El Mundo es un Diamante: Scutaro, fruto de la perseverancia
Es bien raro cuando un pelotero de las Grandes Ligas se convierte en un titular estable en las Ligas Mayores luego de ser un perenne suplente.
Pero Marco Scutaro, un humilde beisbolista venezolano que brilla actualmente con los Azulejos de Toronto, es la excepción a esa regla.
A sus 33 años de edad, el nativo de San Felipe, capital del estado Yaracuy en la región suroeste de su querida Venezuela, se ha ganado en Canadá el derecho de jugar a diario que nunca quisieron concederle ni los Mets de Nueva York ni los Atléticos de Oakland, sus equipos previos en una trayectoria en la Gran Carpa iniciada en el 2002.

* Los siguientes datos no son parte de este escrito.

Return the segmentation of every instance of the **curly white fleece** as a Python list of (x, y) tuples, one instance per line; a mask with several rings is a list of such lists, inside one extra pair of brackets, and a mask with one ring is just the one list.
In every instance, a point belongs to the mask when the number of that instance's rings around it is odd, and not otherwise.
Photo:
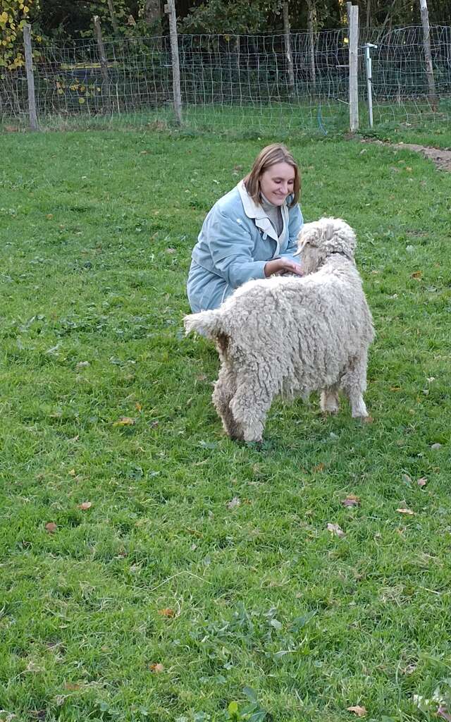
[(306, 275), (249, 281), (215, 310), (185, 317), (216, 344), (222, 361), (213, 401), (232, 438), (258, 441), (277, 394), (338, 409), (338, 390), (353, 417), (367, 416), (368, 347), (372, 319), (354, 254), (356, 237), (341, 219), (306, 224), (298, 238)]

Scutaro, instalado como primero en el orden de bateo y como paracorto titular de los Azulejos por el manager de esa novena, Cito Gaston, fue una de las principales razones del porqué Toronto experimentó una excelente arrancada en la temporada del 2009.
Aunque los Blue Jays sufrieron una peligrosa seguidilla reciente de reveses que los bajó temporalmente del primer puesto de la dura División Este de la Liga Americana por primera vez desde la aurora de la campaña, Scutaro se ha mantenido desde mediados del 2008 como uno de los peloteros más consistentes de esa novena.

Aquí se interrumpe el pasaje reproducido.